Encore un peu plus loin de notre coeur blogosphérique, j’ai suivi avec passion le débat entre deux célèbres blogueurs sur le thème de la préservation à long terme des documents numériques, quand ils sont protégés par des DRM – sujet qui me tient particulièrement à coeurcomme vous le savez peut-être.

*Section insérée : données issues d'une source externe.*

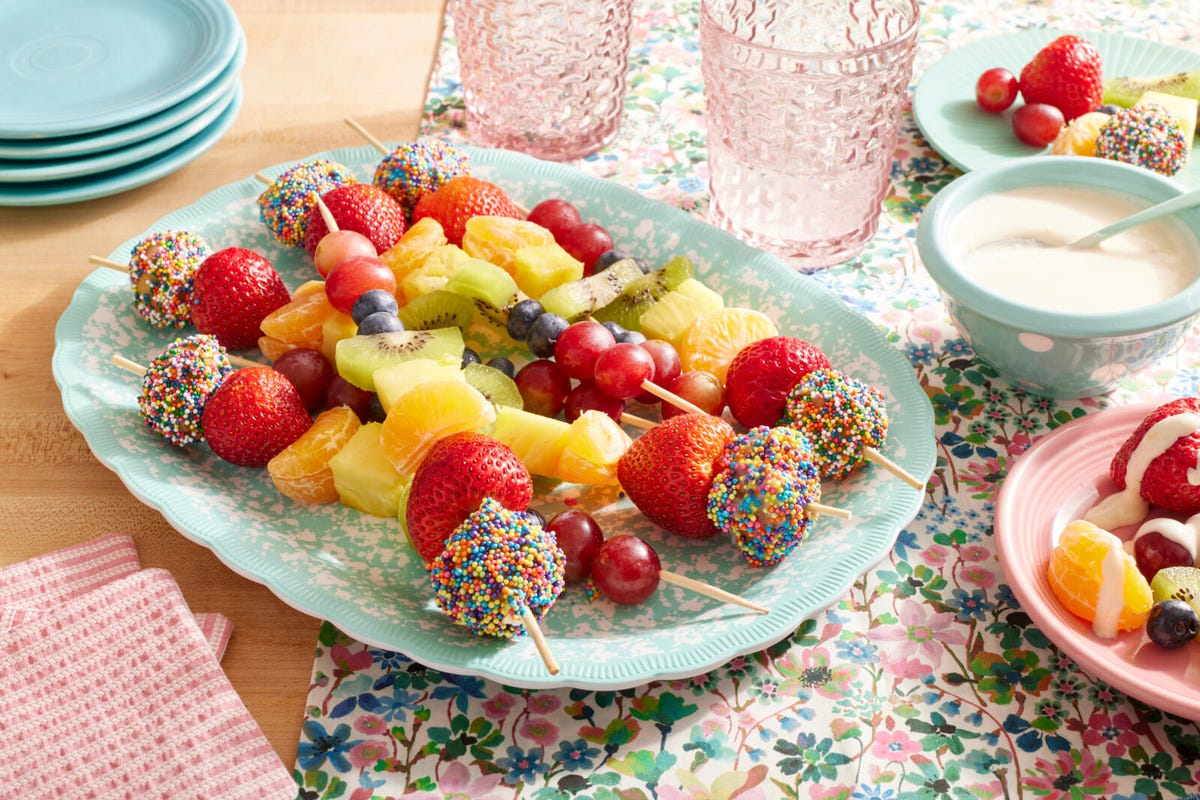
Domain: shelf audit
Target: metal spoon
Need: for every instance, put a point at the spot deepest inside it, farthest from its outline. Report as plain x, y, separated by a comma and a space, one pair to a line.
1157, 211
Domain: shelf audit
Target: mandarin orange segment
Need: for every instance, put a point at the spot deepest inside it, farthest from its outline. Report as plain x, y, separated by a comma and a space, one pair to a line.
301, 470
300, 320
498, 239
717, 336
411, 250
1075, 575
427, 413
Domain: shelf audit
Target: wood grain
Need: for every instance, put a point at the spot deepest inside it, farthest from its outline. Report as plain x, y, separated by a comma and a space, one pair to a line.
310, 64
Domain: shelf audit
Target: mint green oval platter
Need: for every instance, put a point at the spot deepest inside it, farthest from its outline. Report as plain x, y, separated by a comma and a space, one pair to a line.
359, 572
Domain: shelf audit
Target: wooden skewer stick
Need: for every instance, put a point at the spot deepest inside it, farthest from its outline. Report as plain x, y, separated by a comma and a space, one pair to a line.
366, 134
637, 421
539, 639
671, 397
708, 590
880, 459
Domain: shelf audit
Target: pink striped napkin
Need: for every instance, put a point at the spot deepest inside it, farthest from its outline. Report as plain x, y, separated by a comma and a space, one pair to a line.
114, 692
30, 587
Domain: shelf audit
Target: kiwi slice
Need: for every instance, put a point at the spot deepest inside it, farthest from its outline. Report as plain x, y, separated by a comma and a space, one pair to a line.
480, 280
1177, 583
1128, 90
495, 385
639, 296
438, 308
576, 299
359, 356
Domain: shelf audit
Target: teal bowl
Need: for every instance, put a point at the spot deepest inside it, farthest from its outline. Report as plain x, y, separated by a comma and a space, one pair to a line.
1054, 353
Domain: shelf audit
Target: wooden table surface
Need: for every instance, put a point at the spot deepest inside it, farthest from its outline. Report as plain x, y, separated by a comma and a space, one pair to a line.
310, 64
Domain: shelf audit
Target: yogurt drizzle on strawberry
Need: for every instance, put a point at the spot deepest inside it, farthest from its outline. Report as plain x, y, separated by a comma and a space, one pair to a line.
1126, 506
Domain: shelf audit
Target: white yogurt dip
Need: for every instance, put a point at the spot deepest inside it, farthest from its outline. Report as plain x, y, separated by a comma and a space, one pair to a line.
1138, 268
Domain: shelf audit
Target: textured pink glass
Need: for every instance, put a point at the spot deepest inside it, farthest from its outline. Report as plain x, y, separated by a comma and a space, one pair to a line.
803, 102
544, 77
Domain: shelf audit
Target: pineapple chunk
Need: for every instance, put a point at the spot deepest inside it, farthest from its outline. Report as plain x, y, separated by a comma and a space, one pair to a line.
672, 316
1183, 109
540, 268
538, 440
364, 477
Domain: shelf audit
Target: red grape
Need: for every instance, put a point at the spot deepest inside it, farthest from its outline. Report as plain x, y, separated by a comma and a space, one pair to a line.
996, 89
556, 216
622, 368
337, 246
1155, 552
586, 241
577, 348
587, 397
625, 570
700, 388
666, 365
1037, 124
342, 392
580, 539
543, 386
309, 371
355, 275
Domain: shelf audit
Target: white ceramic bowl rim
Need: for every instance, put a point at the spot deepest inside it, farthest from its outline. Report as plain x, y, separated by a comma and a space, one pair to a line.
936, 226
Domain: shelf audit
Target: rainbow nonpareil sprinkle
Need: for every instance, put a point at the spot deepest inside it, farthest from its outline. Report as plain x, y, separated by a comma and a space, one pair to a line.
495, 563
162, 268
285, 205
178, 384
412, 170
840, 416
762, 483
1145, 136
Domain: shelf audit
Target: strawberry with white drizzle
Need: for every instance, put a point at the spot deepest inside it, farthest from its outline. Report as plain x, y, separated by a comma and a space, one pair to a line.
1158, 464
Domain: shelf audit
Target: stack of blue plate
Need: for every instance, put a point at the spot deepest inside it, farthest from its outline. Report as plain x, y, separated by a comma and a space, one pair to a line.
100, 96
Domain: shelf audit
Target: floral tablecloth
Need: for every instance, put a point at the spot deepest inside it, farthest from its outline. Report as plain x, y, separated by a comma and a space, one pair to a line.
927, 680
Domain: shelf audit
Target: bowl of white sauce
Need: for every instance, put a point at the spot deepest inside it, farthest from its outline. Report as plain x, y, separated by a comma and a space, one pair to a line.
1059, 320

Et enfin, cette semaine, c’est l’affaire Garfieldd qui me touche, parce qu’il était fonctionnaire, et en particulier parce qu’il était fonctionnaire et qu’il ne l’est plus.
Je ne lisais pas ce blog, mais je me suis suffisamment documentée pour rester pétrifiée.
Ce genre d’approche risque à mon avis de priver la blogosphère d’une de ses richesses : le mélange des genres. Vous pouvez parler de votre travail, mais alors évitez d’étaler votre vie privée. Votre vie privée ne regarde que vous, mais votre travail n’en fait pas partie.

Un dernier conseil pour la route : bloguez nombreux, bloguez heureux, mais faites attention, la confiture de figues se marie très mal avec les collections de bibliothèques qu’elles soient papier ou numériques (principalement à cause des excès de sucre)…

3 réflexions sur “Remous de la blogosphère

  1. J’ai été étonné aussi par l’affaire garfieldd. Je ne connais pas bien le droit de réserve. Mais si c’est pour ne pas pouvoir dire les problèmes que l’on a dans son travail, je trouve difficile de pouvoir faire avancer les choses.

    La séparation entre vie privée et vie professionnelle est un concept étrange par moment. J’ai souvent remarqué que les gens qui voulaient faire la stricte séparation et ne voulaient pas parler de leur boulot étaient bien souvent malheureux dans leur travail. Par ailleurs, ceux qui parlent tout le temps boulot, m’emmerde aussi.

    Mais bon, quand on parle de soit, ben on parle de tout… Je trouve ça important aussi

  2. Ouf! J’ai eu peur un temps que le blog qui m’a fait découvrir la biblioblogosphère se soit aussi tu. Plus d’une semaine sans vos notes, je commençais déjà à ressentir un manque.
    A l’instar de Biblioacid, Figoblog a sans doute joué un rôle de précurseur.
    Une deuxième vague est apparue (moi, je suis dans la troisième, j’espère que ce n’est pas celle des pâles copieurs), et c’est très bien. On est encore loin du « trop d’info tue l’info ».
    Bravo pour la qualité de ce blog et merci!

  3. Nico : ça y est tu as réussi a caser ton blink ;-)
    Sous la poussière : Merci pour ces compliments… Si je lis bien, votre blog n’est pas de la troisième vague bibliothéconomique mais de la première archivistique ! Bravo donc pour cette initiative, j’espère qu’elle fera des émules dans votre profession.